From Spark to Working Software: Intent‑driven Development using GenAI

From Spark to Working Software: Intent‑driven Development using GenAI

Introduction

We have begun the epoch of 'no human coding'; an era where AI takes on much of the design, coding, and testing, while humans provide oversight, context, and direction.

Imagine sketching an idea in plain language in the morning and seeing it come alive as a working feature by the afternoon. That is the disruptive promise of Generative AI in software engineering. By combining intelligent coding assistants, orchestration frameworks, and the use of simple prompts within a structured context facilitated by MCP, we are moving from code‑centric development to intent‑driven creation.

Of course, this shift isn’t without friction. What feels like a burst of creative energy - vibe coding, or prompt‑only development - can resemble a garage project on steroids: thrilling, rapid, and most likely chaotic. The challenge is not just to build something fast, but to build something maintainable, testable, and scalable. In other words: how do we create new GenAI‑driven workflows that can transform sparks of inspiration into working, professional‑grade code?

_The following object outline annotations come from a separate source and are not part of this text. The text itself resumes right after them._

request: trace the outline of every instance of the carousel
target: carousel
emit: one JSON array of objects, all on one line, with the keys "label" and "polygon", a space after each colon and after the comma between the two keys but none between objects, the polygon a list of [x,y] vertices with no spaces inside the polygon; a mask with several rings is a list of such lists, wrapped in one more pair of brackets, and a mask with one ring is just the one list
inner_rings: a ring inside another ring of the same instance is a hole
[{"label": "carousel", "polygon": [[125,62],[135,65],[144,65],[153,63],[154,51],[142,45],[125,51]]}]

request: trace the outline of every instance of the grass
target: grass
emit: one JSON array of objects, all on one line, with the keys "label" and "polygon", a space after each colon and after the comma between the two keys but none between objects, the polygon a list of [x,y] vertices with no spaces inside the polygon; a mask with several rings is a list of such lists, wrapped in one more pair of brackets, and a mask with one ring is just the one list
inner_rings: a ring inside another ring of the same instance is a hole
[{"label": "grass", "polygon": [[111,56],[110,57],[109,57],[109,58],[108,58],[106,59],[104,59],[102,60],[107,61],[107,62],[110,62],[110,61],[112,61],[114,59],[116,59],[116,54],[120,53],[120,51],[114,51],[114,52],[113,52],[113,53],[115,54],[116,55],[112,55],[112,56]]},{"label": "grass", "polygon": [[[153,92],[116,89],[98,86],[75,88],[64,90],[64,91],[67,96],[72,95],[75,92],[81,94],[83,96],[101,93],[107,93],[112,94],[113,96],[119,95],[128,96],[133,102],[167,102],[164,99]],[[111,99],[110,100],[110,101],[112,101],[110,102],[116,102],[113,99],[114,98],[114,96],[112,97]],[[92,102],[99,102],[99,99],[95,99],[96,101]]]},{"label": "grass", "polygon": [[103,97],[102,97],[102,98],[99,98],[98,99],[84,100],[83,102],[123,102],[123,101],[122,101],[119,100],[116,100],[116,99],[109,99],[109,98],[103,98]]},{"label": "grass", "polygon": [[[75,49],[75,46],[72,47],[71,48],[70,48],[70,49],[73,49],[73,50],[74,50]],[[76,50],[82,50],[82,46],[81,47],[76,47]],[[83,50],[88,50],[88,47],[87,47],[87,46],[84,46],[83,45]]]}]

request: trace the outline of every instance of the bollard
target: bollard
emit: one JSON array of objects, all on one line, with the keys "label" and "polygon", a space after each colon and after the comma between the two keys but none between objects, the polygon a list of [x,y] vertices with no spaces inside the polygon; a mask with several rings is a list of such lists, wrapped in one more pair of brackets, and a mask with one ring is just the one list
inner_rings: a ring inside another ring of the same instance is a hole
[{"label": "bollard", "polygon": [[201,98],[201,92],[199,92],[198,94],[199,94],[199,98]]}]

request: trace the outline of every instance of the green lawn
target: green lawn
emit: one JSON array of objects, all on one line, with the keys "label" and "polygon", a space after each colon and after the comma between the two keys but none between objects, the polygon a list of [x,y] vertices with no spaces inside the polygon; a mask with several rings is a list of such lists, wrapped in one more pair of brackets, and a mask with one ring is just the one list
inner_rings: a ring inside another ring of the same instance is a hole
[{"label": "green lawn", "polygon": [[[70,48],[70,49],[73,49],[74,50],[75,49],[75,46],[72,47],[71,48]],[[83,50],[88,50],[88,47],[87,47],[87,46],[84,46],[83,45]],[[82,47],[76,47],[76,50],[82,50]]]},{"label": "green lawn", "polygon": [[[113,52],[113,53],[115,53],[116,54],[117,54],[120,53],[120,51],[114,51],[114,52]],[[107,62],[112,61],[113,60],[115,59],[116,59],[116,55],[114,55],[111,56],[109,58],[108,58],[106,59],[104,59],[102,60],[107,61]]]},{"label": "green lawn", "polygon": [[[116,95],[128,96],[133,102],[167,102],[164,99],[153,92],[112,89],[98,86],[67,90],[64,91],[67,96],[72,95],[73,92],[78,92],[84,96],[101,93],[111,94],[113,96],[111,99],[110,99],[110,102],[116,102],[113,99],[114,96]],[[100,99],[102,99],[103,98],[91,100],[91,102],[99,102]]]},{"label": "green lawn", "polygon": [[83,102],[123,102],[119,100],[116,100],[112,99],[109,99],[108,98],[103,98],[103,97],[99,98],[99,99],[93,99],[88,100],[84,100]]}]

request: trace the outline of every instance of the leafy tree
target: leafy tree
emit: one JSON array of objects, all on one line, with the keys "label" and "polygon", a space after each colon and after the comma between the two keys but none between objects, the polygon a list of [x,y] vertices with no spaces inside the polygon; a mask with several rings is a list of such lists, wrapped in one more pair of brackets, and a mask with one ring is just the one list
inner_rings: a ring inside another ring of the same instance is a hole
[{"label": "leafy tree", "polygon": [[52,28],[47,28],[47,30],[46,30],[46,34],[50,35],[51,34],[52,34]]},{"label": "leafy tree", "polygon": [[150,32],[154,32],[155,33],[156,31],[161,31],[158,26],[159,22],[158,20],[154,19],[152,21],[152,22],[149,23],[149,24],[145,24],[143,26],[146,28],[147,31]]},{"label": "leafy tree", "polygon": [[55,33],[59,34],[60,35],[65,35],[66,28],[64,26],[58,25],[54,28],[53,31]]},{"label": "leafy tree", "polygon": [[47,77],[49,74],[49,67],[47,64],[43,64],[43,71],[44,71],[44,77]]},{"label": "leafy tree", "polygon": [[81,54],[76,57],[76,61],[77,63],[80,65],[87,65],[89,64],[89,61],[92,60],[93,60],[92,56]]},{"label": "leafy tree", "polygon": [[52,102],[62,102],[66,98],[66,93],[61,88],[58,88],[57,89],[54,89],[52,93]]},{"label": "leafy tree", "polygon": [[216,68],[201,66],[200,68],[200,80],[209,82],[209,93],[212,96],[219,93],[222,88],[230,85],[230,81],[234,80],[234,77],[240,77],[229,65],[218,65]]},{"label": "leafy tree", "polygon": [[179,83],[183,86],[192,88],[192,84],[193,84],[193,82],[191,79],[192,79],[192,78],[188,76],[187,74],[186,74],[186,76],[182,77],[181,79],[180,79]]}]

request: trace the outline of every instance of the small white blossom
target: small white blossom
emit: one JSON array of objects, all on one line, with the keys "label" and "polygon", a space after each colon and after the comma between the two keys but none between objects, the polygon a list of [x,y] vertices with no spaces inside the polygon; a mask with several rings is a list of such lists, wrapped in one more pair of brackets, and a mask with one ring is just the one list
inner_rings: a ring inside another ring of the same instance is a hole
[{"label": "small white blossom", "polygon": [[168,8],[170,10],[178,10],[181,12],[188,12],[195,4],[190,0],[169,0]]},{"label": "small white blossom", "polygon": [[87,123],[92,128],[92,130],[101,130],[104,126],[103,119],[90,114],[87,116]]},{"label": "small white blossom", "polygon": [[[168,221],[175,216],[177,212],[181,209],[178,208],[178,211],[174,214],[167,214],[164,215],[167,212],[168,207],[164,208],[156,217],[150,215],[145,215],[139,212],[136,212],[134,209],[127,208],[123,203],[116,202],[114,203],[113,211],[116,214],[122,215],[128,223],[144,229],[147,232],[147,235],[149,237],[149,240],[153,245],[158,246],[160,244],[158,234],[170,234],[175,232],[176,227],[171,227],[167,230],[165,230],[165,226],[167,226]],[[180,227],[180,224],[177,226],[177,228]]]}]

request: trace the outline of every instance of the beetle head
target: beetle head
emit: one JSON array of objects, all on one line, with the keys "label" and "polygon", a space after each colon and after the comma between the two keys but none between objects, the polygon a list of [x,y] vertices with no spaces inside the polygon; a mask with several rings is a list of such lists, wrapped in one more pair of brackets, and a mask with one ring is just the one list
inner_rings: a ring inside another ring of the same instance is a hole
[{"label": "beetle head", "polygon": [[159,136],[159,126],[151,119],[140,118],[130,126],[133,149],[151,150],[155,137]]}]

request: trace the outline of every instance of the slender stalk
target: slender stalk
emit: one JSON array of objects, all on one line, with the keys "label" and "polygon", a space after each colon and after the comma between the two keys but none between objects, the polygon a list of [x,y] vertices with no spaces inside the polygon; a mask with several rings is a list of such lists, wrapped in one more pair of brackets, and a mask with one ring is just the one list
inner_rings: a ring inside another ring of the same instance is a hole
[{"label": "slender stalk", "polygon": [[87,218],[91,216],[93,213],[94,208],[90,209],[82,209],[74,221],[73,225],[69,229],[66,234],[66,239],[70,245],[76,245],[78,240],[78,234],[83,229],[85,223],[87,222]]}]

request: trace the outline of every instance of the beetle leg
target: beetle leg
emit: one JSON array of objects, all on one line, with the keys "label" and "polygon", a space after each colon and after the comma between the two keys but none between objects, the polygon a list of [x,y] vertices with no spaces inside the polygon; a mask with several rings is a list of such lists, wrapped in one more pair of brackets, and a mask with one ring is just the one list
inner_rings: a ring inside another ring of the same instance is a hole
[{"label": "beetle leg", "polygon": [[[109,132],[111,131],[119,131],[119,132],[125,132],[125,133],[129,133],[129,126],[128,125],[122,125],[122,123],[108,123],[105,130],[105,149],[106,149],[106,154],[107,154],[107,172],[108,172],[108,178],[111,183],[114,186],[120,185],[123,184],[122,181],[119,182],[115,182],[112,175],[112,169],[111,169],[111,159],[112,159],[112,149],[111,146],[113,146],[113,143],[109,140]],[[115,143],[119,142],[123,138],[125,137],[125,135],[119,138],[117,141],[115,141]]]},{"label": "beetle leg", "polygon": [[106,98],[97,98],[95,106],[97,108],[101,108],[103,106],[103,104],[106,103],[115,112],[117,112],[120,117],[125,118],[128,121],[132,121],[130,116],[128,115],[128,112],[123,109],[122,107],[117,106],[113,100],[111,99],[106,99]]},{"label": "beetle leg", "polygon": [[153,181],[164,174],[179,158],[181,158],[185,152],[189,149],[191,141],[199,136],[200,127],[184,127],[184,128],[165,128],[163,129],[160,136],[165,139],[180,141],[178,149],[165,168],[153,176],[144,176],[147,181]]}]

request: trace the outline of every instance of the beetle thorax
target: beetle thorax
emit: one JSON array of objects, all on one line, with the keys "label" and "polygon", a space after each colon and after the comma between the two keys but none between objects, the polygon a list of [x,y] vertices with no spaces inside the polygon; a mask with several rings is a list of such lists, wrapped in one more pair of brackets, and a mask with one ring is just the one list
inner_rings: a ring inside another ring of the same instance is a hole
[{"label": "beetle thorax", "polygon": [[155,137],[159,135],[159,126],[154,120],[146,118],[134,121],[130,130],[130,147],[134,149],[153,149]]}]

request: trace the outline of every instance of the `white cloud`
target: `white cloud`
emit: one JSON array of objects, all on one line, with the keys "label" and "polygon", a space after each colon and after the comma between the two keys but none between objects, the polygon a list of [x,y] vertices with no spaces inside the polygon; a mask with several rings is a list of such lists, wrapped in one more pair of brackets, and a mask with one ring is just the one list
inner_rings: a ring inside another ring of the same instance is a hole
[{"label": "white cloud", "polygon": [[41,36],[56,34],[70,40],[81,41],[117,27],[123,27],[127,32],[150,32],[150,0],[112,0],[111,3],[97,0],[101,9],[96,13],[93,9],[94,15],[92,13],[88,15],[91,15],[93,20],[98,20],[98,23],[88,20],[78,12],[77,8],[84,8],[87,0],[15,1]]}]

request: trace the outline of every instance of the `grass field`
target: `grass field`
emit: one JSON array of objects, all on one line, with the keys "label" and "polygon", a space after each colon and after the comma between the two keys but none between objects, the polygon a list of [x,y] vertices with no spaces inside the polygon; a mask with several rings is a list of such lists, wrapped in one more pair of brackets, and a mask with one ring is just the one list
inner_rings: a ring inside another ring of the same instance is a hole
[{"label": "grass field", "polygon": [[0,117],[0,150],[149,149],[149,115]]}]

This article introduces an innovation in GenAI workflows – a repeatable, scalable process that can be applied to real client projects.

From a business perspective, this shift has tangible outcomes: faster time‑to‑market as features move from idea to deployment in hours or days rather than weeks; lower delivery costs as repetitive coding work is automated; stronger consistency and compliance thanks to standards embedded into the workflow; and better talent leverage, freeing teams to focus on strategy, design, and innovation instead of mechanical coding.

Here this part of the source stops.